(300e) Chain Transfer to Polymer Reactions In Thermal Polymerization of Methyl Acrylate: Computational Study

In the past sixty years, North American regulations on volatile organic content (VOC) of coatings have been driving changes in basic nature of resins in the paint and coatings industries [1, 2], to replace high molecular weight, non-functional polymer solutions with low molecular weight, high functionalized polymer solutions [3]. High-temperature free-radical polymerization involves a large set of complex competing reactions.

Chain transfer to polymer during free-radical polymerization can lead to the formation of mid-chain radicals and highly branched polymers [4]. The formation of mid-chain radicals, and short and long chain branches at different initial monomer concentration was studied using nuclear magnetic resonance spectroscopy in free-radical solution polymerization of n-butyl acrylate [5]. Recently, a macroscopic model with new rate expressions for inter- and intra-molecular transfer to polymer was used to determine the overall polymerization rate, average chain length, and level of branching in thermal polymerization of n-butyl acrylate [6]. However, the mechanism of chain transfer to polymer and the location of the radical center on a polymer chain is not yet well understood.  

Previous studies [6-11] have shown the successful use of computational quantum chemistry to better understand self-initiation and propagation reactions in polymerization systems.

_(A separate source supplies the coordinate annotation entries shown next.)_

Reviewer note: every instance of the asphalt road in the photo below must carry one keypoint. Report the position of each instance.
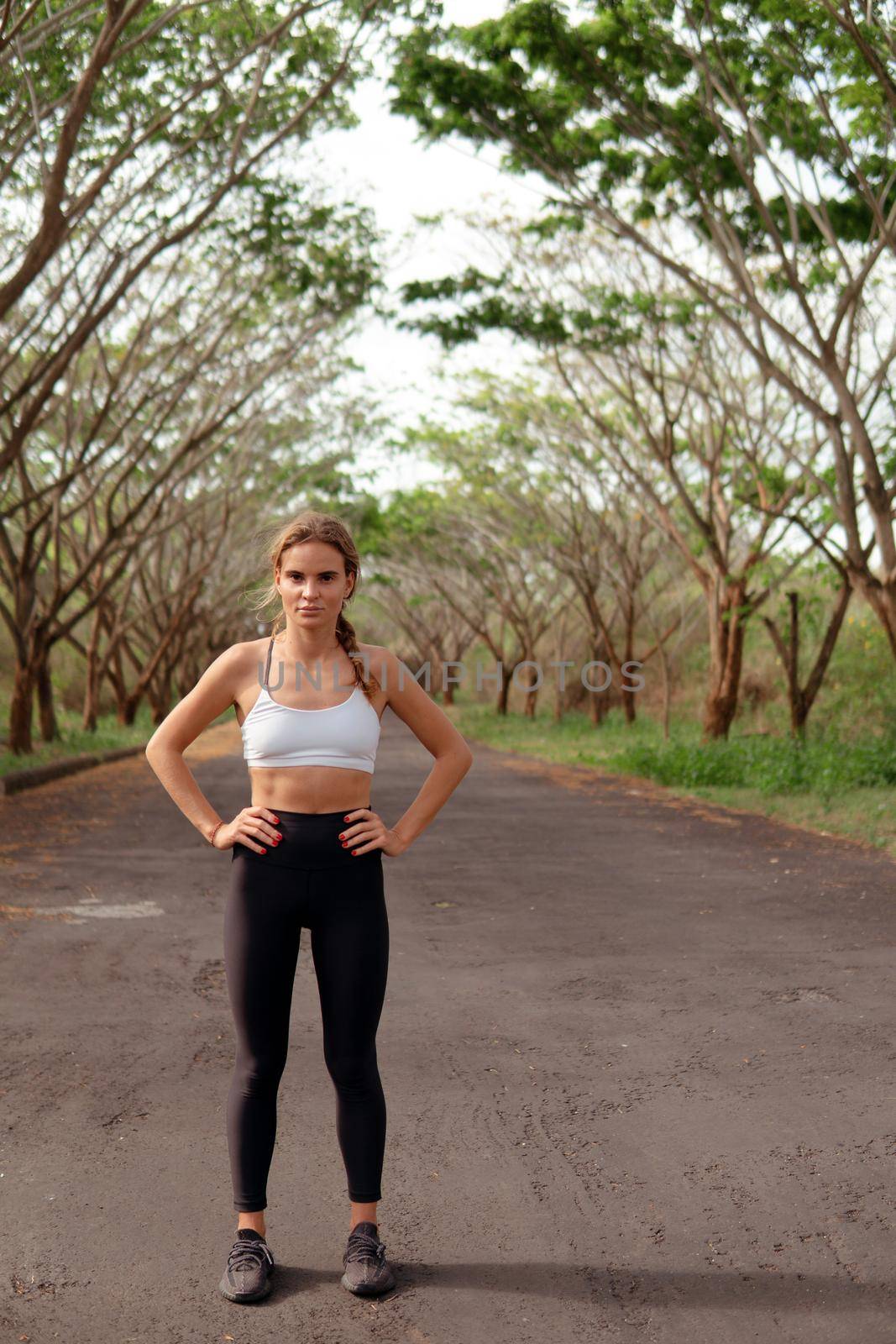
(637, 1057)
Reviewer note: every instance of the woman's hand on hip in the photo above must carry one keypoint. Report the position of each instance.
(249, 827)
(365, 831)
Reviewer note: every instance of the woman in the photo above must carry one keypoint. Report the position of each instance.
(308, 853)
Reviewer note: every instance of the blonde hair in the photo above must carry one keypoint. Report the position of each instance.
(312, 526)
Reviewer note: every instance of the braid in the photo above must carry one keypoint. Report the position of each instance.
(347, 638)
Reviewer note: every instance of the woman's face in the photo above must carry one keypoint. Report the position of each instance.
(312, 582)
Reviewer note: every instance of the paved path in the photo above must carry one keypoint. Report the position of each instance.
(637, 1055)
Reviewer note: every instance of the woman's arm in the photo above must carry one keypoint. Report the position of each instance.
(211, 696)
(432, 727)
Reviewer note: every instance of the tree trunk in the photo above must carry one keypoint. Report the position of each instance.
(727, 631)
(22, 709)
(49, 726)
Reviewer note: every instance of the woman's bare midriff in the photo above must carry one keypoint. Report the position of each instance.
(308, 788)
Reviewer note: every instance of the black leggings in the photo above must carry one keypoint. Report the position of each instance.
(307, 880)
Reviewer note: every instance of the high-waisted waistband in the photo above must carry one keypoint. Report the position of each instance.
(311, 840)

Before this study there was no computational study of the mechanism of chain transfer to polymer reactions in self-initiated high-temperature free-radical polymerization of alkyl acrylates.

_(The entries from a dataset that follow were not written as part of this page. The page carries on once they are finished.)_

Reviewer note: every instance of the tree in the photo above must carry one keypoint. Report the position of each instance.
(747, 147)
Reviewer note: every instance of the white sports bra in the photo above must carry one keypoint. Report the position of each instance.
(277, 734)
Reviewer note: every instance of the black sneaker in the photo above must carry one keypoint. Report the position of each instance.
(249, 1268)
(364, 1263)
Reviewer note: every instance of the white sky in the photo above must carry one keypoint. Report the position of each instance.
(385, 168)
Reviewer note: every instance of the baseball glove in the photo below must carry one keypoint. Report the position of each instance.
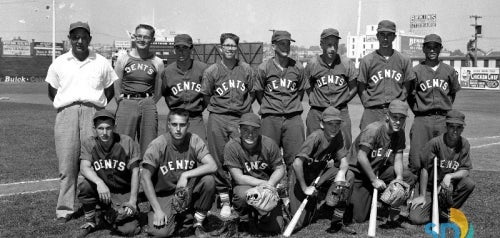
(181, 200)
(396, 193)
(445, 197)
(263, 197)
(337, 193)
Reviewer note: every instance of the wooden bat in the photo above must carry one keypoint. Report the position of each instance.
(372, 224)
(296, 216)
(435, 204)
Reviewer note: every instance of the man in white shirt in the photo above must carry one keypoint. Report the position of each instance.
(80, 83)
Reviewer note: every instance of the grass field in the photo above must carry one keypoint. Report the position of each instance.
(27, 153)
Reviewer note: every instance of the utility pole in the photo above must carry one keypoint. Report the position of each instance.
(477, 31)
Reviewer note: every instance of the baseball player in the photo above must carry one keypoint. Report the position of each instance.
(109, 162)
(181, 84)
(454, 165)
(376, 159)
(384, 75)
(228, 90)
(331, 81)
(138, 88)
(324, 149)
(279, 89)
(178, 159)
(431, 96)
(79, 83)
(253, 160)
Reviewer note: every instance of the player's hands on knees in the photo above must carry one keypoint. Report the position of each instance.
(420, 200)
(310, 191)
(104, 194)
(159, 219)
(379, 184)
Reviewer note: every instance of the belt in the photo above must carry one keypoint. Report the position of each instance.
(435, 112)
(382, 106)
(137, 95)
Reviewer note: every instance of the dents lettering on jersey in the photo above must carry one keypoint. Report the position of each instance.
(185, 86)
(433, 83)
(177, 165)
(109, 164)
(330, 79)
(282, 83)
(388, 74)
(255, 165)
(138, 66)
(229, 84)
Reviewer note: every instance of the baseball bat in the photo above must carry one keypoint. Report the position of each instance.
(296, 216)
(435, 204)
(372, 224)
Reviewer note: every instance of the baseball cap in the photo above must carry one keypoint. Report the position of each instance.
(281, 35)
(455, 116)
(330, 114)
(432, 38)
(79, 24)
(183, 39)
(250, 119)
(386, 25)
(330, 32)
(398, 106)
(105, 114)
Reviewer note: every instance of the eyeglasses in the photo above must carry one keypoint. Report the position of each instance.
(142, 37)
(230, 46)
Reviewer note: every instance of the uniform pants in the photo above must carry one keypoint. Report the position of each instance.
(314, 118)
(73, 125)
(138, 117)
(424, 128)
(220, 129)
(197, 126)
(89, 197)
(361, 198)
(202, 199)
(297, 195)
(462, 190)
(372, 115)
(273, 222)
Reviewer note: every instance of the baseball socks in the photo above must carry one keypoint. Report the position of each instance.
(226, 205)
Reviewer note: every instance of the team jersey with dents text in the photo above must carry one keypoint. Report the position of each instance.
(183, 89)
(329, 85)
(230, 90)
(113, 164)
(281, 89)
(380, 147)
(259, 164)
(433, 89)
(450, 160)
(170, 161)
(384, 78)
(318, 148)
(138, 75)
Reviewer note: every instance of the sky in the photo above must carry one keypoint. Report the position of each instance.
(252, 20)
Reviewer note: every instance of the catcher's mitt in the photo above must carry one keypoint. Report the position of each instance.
(445, 197)
(118, 213)
(181, 199)
(263, 197)
(337, 193)
(396, 193)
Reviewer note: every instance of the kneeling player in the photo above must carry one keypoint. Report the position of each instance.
(110, 166)
(177, 180)
(376, 159)
(454, 164)
(324, 149)
(256, 166)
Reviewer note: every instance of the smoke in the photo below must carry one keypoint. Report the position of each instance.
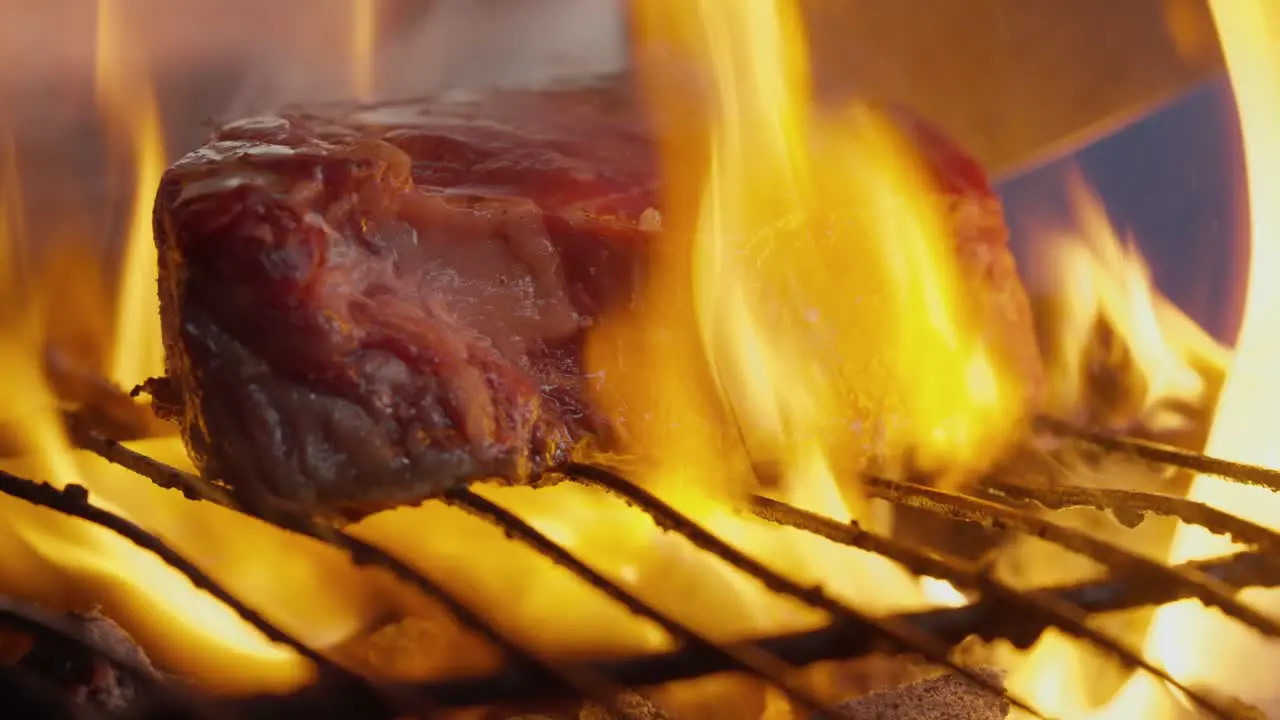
(227, 58)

This paper presents a computational study of chain transfer to polymer reactions in self-initiated high temperature polymerization of methyl acrylate. Energy barriers and rate constants of chain transfer to polymer reactions are predicted using density functional theory calculations. Pathways for the reactions of interest are determined through intrinsic reaction coordinate calculations. The effects of polymer chain length on energy barriers and rate constants of the reactions are also determined.

References:

[1] Superintendent of Documents, Title 1, US Government Printing Office, Washington, DC, 1990, p.1.

[2] Superintendent of Documents, Clean Air Act Amendments of 1990, Title 111, US Government Printing Office, Washington, DC, 1990, p.236.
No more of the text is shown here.